Una volta pubblicati i movimenti, i docenti assegnati all’ambito territoriale potranno presentare la richiesta di assegnazione a una o più scuole dell’ambito, sempre attraverso Istanze Online, indicando i titoli posseduti, che dovranno coincidere con quelli ricercati dal preside.

Non è finita qui, e per evitare di arrabbiarmi vado al verbatim da Orizzonte Scuola: “Il Dirigente scolastico esamina quindi le domande pervenute e stila una graduatoria sulla base del numero dei requisiti/indicatori posseduti (se un solo docente possiede tutti e tre i requisiti/indicatori il posto è suo). A parità, se cioè ad es. più docente possiedono tutti e tre i requisiti, si procederà in base al punteggio della mobilità. Se nessuno dei docenti possiede tutti e tre i requisiti/indicatori individuati, in questo caso si scala su chi ne possiede due, poi uno, poi neppure uno (tra questi ultimi prevale chi ha il punteggio della mobilità più elevato).”

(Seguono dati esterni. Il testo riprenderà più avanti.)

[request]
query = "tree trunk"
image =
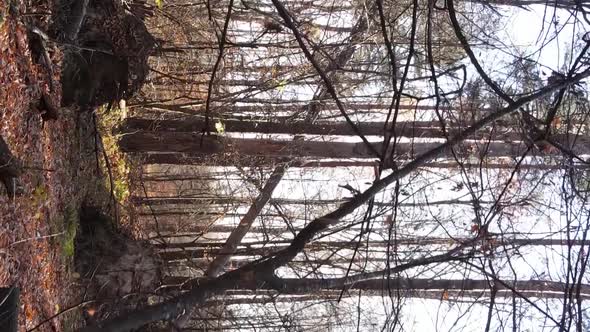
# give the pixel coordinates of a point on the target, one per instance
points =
(421, 129)
(238, 234)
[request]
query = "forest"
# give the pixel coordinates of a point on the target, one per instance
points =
(294, 165)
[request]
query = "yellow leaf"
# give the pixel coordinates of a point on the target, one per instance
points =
(219, 127)
(282, 85)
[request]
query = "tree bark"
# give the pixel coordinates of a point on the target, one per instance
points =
(418, 129)
(220, 147)
(410, 287)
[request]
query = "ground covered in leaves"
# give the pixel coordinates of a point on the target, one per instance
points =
(37, 227)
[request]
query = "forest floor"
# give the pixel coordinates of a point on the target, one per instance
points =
(60, 173)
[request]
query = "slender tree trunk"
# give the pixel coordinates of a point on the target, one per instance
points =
(421, 129)
(412, 287)
(217, 148)
(239, 232)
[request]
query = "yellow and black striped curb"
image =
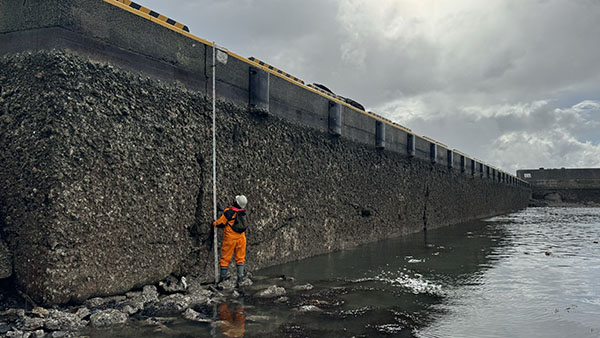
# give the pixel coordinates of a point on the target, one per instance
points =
(154, 14)
(264, 64)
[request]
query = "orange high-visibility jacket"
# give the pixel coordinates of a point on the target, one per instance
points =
(227, 220)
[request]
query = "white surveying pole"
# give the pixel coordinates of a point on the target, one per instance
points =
(221, 55)
(215, 244)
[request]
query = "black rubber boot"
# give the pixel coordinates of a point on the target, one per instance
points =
(240, 268)
(222, 274)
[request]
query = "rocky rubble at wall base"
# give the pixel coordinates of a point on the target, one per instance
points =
(151, 305)
(156, 306)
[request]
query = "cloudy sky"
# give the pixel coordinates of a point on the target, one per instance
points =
(515, 83)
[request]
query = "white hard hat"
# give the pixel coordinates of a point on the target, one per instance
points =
(241, 200)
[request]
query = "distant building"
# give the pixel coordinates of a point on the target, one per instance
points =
(564, 185)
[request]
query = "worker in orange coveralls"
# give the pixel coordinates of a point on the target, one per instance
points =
(232, 326)
(234, 223)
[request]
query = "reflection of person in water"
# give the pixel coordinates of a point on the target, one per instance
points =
(232, 326)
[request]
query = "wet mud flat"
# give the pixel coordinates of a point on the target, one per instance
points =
(276, 306)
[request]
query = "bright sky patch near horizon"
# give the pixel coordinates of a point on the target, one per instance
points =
(515, 83)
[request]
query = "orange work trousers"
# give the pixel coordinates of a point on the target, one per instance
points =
(231, 247)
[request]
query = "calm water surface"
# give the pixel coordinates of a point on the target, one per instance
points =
(535, 273)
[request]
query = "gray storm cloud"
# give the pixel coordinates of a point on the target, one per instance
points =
(513, 83)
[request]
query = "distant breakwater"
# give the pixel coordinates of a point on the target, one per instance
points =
(107, 168)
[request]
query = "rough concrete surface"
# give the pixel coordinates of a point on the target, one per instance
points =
(107, 180)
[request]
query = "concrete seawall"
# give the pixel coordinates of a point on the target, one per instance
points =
(106, 145)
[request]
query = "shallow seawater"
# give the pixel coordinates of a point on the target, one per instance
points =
(534, 273)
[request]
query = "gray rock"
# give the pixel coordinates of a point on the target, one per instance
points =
(228, 284)
(150, 294)
(282, 299)
(58, 320)
(177, 302)
(309, 308)
(38, 334)
(192, 315)
(83, 312)
(5, 261)
(17, 334)
(172, 284)
(40, 312)
(305, 287)
(32, 324)
(246, 282)
(95, 302)
(133, 294)
(271, 292)
(108, 318)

Non vi è chiaro? Nemmeno a me. So solo che così è garantito che anche per l’inizio del prossimo anno scolastico la gran parte delle scuole italiane non sarà riuscita a coprire tutte le cattedre, perché questo meccanismo d’assunzione è talmente cervellotico e complesso da attuare, e si espone a così tante possibilità di ricorso al Tar e al Consiglio di Stato, che il danneggiamento della qualità dell’insegnamento ai nostri studenti è garantito anche per il 2016/17.

Ma allora una preghiera al sottosegretario Davide Faraone: onorevole, non ceda. Torni alla chiamata diretta limitata dall’ambito stabilita dalla 107. Tanto i docenti di scuola pubblica sono imbufaliti contro questo governo e non voteranno mai per le forze di governo: non gli perdonano di aver messo mano in un settore che veniva bellamente ignorato da tre decenni, nel quale ogni prof sapeva di dover solo replicare gli atteggiamenti di sempre, in attesa dell’agognata pensione e amen. Le assunzioni di massa ma non sotto casa, il bonus cultura da “appena” 500 euro, il bonus meritocratico da 200 a 1800 euro in più – definito elegantemente “mancetta” – il concorsone, sono tutti cambiamenti che la gran parte dei docenti non vi potrà mai perdonare. Fatevene una ragione. E tirare avanti. Senza l’ok dei sindacati. E senza supercazzole.